Keywords: Intercultural telecollaborations, virtual exchanges, multilingual curriculum, democratic and inclusive language education
1 Introduction : Les enjeux démocratiques de l’éducation d’aujourd’hui
L’éducation de nos jours doit pouvoir aider les jeunes générations à répondre aux trois grands défis de l’humanité. Le premier de ces défis concerne le réchauffement climatique dont les conséquences menacent l’équilibre environnemental mondial. Il est, par conséquent, impératif que les jeunes générations puissent trouver des solutions collectives au-delà des langues, des cultures et des quelques cent-soixante états qui constituent le monde d’aujourd’hui afin de maintenir et d’aménager les déséquilibres engendrés par la croissance et l’anthropocène. Le deuxième de ces défis a trait à l’accroissement des inégalités économiques entre les ultra-riches et puissants qui consomment sans compter et ceux qui ne peuvent répondre à leurs besoins les plus élémentaires.
Ce deuxième défi est lié au premier car la richesse, la consommation et l’extrême dénuement ne peuvent être abordés sans la question climatique et les déséquilibres environnementaux.

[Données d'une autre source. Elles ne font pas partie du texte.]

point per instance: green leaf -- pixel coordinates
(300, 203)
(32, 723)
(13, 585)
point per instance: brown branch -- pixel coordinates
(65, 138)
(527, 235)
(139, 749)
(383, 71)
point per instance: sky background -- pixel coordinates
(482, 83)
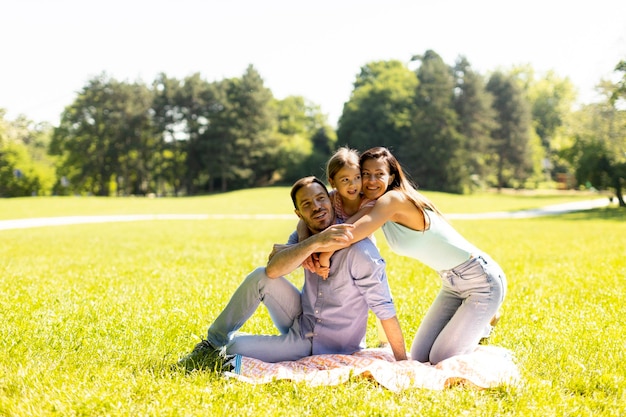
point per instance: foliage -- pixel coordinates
(380, 107)
(452, 128)
(511, 137)
(94, 315)
(598, 148)
(26, 169)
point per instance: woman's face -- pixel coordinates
(347, 182)
(375, 177)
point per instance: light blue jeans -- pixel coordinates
(459, 317)
(284, 305)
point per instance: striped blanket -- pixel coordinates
(487, 367)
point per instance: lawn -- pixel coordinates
(93, 315)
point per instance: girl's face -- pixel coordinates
(347, 182)
(376, 178)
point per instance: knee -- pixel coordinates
(257, 275)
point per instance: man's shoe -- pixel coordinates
(492, 323)
(495, 319)
(203, 356)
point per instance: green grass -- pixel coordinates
(271, 200)
(93, 315)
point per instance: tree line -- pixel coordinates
(452, 128)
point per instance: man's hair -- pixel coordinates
(303, 182)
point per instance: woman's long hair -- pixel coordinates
(400, 182)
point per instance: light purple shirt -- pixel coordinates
(334, 311)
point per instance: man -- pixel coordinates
(328, 316)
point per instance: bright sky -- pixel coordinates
(50, 49)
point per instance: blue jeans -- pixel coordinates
(459, 317)
(284, 305)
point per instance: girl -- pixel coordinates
(344, 176)
(473, 285)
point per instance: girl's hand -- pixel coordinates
(309, 263)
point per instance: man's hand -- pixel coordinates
(275, 249)
(337, 236)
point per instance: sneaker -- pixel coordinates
(495, 319)
(203, 356)
(492, 323)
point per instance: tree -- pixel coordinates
(512, 136)
(170, 129)
(434, 154)
(25, 167)
(379, 110)
(105, 138)
(598, 150)
(305, 141)
(252, 156)
(473, 105)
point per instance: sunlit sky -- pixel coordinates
(50, 49)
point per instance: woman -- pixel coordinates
(473, 285)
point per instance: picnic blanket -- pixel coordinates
(487, 367)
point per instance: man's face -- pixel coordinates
(314, 207)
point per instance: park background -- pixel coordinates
(95, 314)
(163, 98)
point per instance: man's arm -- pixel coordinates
(286, 258)
(395, 337)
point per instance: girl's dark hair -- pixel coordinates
(400, 182)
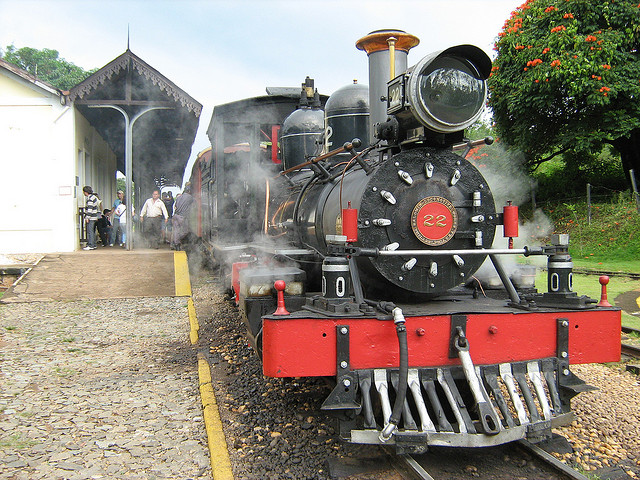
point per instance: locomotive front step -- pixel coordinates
(526, 398)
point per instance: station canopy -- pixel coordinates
(162, 138)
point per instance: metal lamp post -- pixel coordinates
(128, 158)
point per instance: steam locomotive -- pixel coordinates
(349, 229)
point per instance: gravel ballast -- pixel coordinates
(275, 428)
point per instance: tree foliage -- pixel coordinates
(47, 65)
(567, 79)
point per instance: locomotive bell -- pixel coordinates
(379, 45)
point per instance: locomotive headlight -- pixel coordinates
(444, 92)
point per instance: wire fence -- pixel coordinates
(597, 194)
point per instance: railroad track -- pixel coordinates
(425, 467)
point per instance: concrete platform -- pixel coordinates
(101, 273)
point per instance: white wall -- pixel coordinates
(38, 168)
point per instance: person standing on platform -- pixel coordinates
(122, 213)
(154, 210)
(114, 237)
(90, 216)
(180, 222)
(167, 198)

Ce deuxième défi est lui-même lié au troisième défi, celui des enjeux démocratiques liés aux ressources environnementales, mais aussi humaines et non-humaines avec la dernière révolution technologique que sont le numérique et les IA. Ces trois défis sont interdépendants et les solutions ne peuvent qu’être interdisciplinaires. Ils s’inscrivent tous les trois dans les enjeux démocratiques de l’espèce humaine par une répartition équitable des ressources physiques et virtuelles pour une planète durable.
L’éducation doit pouvoir préparer ceux qui devront trouver des solutions complexes d’équité dans un monde soumis à de la compétition et de la consommation effrénées comme modèles, aux tensions entre globalisation néolibérale par la financiarisation du système économique et les replis identitaires et nationalistes, entre les valeurs progressistes et libérales des droits humains et les valeurs réactionnaires de ceux qui sont mus par l’asservissement des autres.

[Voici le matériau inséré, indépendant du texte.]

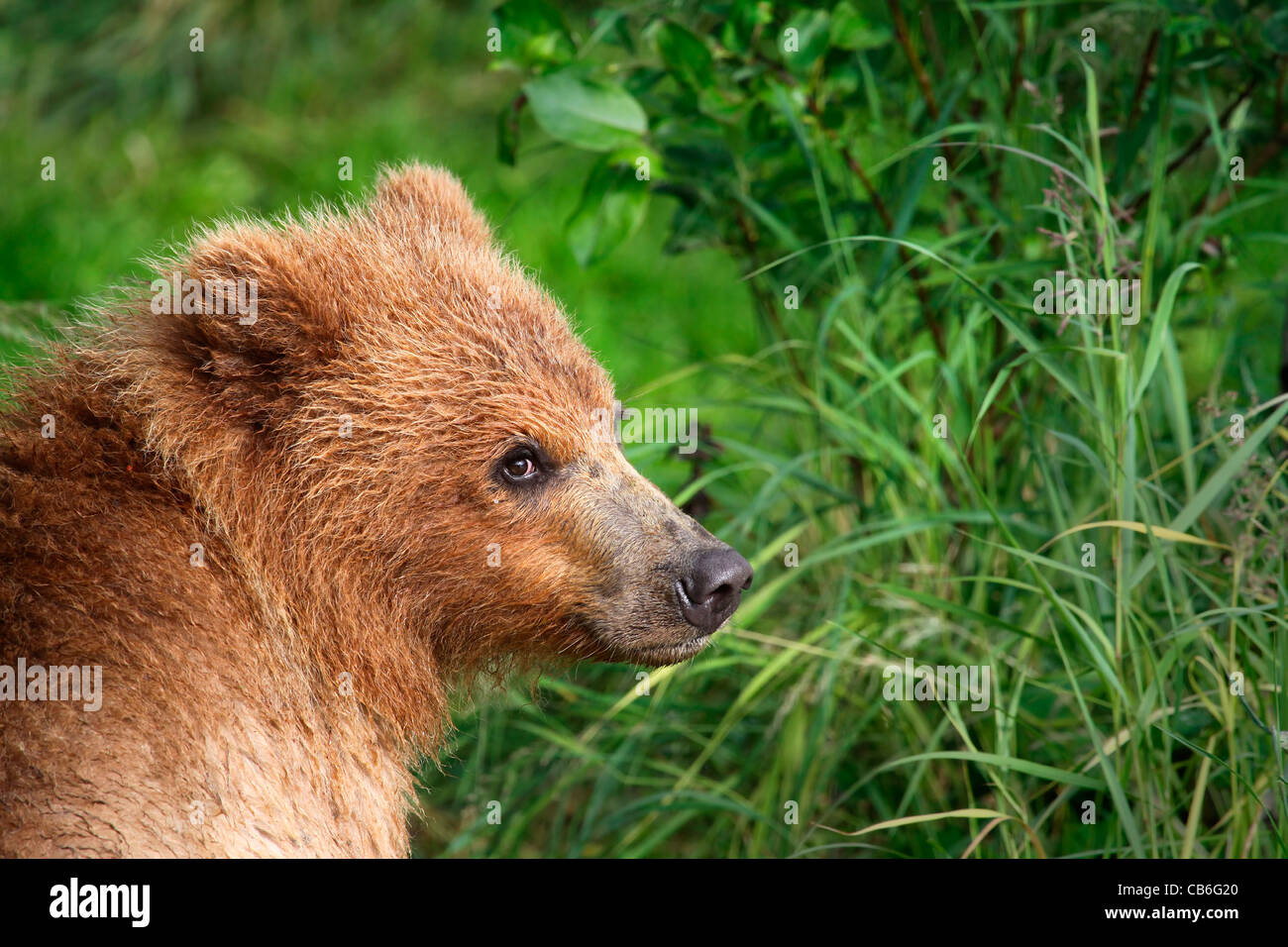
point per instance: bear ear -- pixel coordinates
(250, 313)
(420, 196)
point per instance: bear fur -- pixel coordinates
(284, 540)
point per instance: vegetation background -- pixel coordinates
(791, 151)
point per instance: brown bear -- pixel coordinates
(279, 534)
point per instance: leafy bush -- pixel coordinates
(1089, 504)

Pour que l’éducation prépare les jeunes générations à ces défis immenses, il faut qu’elle puisse donner l’exemple d’une éducation durable et démocratique, réductrice des inégalités et respectueuse de la diversité des humains en s’attelant à reconnaître les parcours linguistiques des apprenants comme ceux des enseignants, répondant ainsi à un premier droit humain, celui de pouvoir s’exprimer dans la ou les langues de son choix.

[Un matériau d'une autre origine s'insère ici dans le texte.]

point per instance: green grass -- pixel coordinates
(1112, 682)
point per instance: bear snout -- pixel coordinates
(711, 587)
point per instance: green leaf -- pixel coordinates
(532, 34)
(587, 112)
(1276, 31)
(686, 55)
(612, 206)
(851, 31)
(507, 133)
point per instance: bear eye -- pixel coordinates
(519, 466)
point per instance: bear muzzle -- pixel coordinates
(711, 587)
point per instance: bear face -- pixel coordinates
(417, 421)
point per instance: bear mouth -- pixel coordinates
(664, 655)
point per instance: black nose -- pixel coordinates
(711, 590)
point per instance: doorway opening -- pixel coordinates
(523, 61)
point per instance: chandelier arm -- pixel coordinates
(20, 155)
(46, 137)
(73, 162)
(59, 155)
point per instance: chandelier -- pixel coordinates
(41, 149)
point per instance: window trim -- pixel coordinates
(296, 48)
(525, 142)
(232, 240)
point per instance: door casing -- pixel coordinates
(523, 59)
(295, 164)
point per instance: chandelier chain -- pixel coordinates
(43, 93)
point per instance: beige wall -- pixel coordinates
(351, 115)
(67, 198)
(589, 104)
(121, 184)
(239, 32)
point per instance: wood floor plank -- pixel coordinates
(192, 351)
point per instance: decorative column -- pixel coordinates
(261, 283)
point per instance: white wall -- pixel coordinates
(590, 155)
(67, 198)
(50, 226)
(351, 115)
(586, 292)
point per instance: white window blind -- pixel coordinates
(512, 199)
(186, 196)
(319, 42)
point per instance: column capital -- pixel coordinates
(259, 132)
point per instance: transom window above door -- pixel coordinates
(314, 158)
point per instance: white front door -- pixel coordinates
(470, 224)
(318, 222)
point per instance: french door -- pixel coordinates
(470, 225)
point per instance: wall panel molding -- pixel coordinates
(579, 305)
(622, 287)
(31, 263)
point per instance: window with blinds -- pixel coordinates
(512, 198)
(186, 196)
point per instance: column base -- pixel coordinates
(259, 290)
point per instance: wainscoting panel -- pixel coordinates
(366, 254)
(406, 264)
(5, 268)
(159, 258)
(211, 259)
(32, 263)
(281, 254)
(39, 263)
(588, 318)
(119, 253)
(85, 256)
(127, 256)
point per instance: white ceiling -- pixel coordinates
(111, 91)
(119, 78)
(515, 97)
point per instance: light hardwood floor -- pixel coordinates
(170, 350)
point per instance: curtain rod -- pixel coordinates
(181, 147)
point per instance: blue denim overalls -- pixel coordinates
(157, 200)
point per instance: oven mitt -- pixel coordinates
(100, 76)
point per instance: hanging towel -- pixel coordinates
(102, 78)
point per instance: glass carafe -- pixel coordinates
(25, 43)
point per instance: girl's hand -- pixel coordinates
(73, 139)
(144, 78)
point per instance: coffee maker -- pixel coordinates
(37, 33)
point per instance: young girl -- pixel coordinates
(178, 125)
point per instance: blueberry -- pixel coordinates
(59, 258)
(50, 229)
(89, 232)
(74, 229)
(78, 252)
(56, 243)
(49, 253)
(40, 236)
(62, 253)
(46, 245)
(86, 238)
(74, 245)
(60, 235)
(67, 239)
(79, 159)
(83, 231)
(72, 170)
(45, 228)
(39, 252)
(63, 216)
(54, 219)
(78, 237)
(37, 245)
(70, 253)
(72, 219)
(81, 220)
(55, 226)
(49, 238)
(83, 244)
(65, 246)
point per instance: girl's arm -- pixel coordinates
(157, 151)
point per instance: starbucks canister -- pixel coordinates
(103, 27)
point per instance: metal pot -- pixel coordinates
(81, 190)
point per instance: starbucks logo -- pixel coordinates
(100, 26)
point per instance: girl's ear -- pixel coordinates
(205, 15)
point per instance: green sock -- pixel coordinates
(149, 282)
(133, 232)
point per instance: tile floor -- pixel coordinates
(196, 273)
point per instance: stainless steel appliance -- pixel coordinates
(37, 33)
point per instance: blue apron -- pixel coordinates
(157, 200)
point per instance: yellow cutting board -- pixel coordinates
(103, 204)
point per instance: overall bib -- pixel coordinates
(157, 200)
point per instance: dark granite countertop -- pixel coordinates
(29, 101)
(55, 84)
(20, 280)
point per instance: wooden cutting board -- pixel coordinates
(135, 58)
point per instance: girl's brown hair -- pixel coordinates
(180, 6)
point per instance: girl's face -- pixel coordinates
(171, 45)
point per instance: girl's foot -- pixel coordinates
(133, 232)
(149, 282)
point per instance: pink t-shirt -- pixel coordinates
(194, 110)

Par conséquent, l’éducation ne peut se conceptualiser uniquement selon un paradigme monolingue/monoculturel qui exclut, mais selon un paradigme plurilingue/pluriculturel qui inclut. Les enjeux démocratiques de l’éducation dans ce contexte mondialisé sont de trouver les justes milieux entre le local et le global selon l’expression du biologiste René Dubos et du philosophe Jacques Ellul « penser globalement, agir localement »nt » (Gianinazzi, 2018). Si l’éducation est fondamentale pour reprendre les réflexions de Montaigne (Montaigne, 1ère ed1580, La Pleiade, 2007) de découverte de l’altérité, les langues et les cultures sont alors parties prenantes de ce processus éducatif démocratique. D’un point de vue disciplinaire, les sciences de l’éducation doivent pouvoir intégrer les sciences du langage et la didactique des langues dans leur domaine car toute éducation se fait dans une ou des langues. De même, les sciences du langage et la didactique des langues ne peuvent plus écarter les sciences de l’éducation dans la mesure où le langage et les langues font partie des apprentissages fondamentaux. Dans ce postulat démocratique des langues et des cultures au cœur de l’éducation, leur enseignement doit être radicalement revisité en s’appuyant sur les nouvelles technologies (traducteurs automatiques, reconnaissances vocales, applications et IA d’apprentissage des langues), en reprécisant les objectifs et les finalités de l’enseignement des langues et en langues et en reconsidérant le rapport langues et contenus.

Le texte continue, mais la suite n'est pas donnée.